Por poner un cargo en la tarjeta, uno mata. Y vampiriza las ideas de los otros, presentándolas como propias. Habla alto, con decisión. Y se abre paso a codazos. Y pisotea. O muere, si no dispone de la oportunidad.

¿No hay otra forma de mandar, de presidir? Dirigí una sola vez un telediario cuando el director tirano atrapó -en buena hora- una gastroenteritis. Todo el equipo acudió antes de la hora para prestar ideas: fue un telediario comunitario que -seguro- José María Fraguas (el hermano de Forges) o José Ignacio Igual, los realizadores, guardan en su recuerdo. Parece que hay otras formas, pero la costumbre no las acepta. Son los demás quienes se sienten perdidos. Y hay que aprender ya a tomar conciencia de otros poderes: la mayoría, la razón, el bien común… del primer al último del engranaje.

El poder debería servir para marcar directrices tendentes a lograr el bienestar y el objetivo del grupo. Dejar a un lado las propias ambiciones. Buscar el mejor resultado.

Por primera vez en mi vida, hoy, la patética figura de Mariano Rajoy anunciando una dimisión que ha sacado con fórceps y, probablemente, con la férrea Esperanza Aguirre de comadrona, me ha inspirado un hálito de ternura. Igual hasta cree en lo que hace -mal, pero hace-.

«Tristes guerras si no es amor la empresa, tristes armas si no son las palabras». Erotismo con comunidad de intereses.

4 comentarios

  1. Lo hablaba el sábado. Yo no creo que el poder corrompa. El poder, la capacidad de hacer cosas, muestra quién es realmente uno, simplemente.
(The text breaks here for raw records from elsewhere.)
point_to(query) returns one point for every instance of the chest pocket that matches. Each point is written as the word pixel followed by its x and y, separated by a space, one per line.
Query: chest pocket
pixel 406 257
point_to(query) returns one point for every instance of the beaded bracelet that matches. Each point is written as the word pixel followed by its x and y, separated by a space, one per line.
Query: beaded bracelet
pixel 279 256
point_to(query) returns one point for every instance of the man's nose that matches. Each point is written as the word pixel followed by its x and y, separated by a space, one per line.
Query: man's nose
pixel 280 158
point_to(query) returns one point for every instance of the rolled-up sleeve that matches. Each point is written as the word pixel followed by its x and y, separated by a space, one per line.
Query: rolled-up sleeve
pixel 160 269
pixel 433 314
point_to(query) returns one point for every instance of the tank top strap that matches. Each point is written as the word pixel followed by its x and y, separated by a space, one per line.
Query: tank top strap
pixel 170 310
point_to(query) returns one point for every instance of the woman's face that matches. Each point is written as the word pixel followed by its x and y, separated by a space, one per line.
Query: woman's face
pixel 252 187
Y me temo que quienes lo utilizan, suelen ser los que siempre han deseado medrar.

  2. Lecaun

     /  10 febrero 2009

    Yo no sé si el poder corrompe, nunca me dieron la oportunidad de ejercerlo, o yo no tenía cualidades. Respecto al ejercicio del poder, parece que muestra a cada uno tal como es: si mediocre, mediocre; si ambicioso, ambicioso; si lo uno y lo otro a la vez, además de ambas cosas, peligroso. No hay más que mirar a la Comunidad de Madrid.
    En cualquier caso, siempre tengo presente el dicho popular: si quieres saber cómo es Pepito, dale un carguito. Y hay mucho mediocre ambicionando un carguito…

  3. Jota

     /  11 febrero 2009

    Lo que yo me planteo al respecto es lo siguiente. ¿Quién es la persona que llega realmente al poder? ¿Es la más competente y adecuada para el cargo? ¿O es la que más (y mejor) ha luchado para llegar al puesto? Entiendo que las dos cosas no tienen relación. Uno puede saber luchar y abrirse camino a empujones pero a la hora de cumplir funciones ser un incompetente.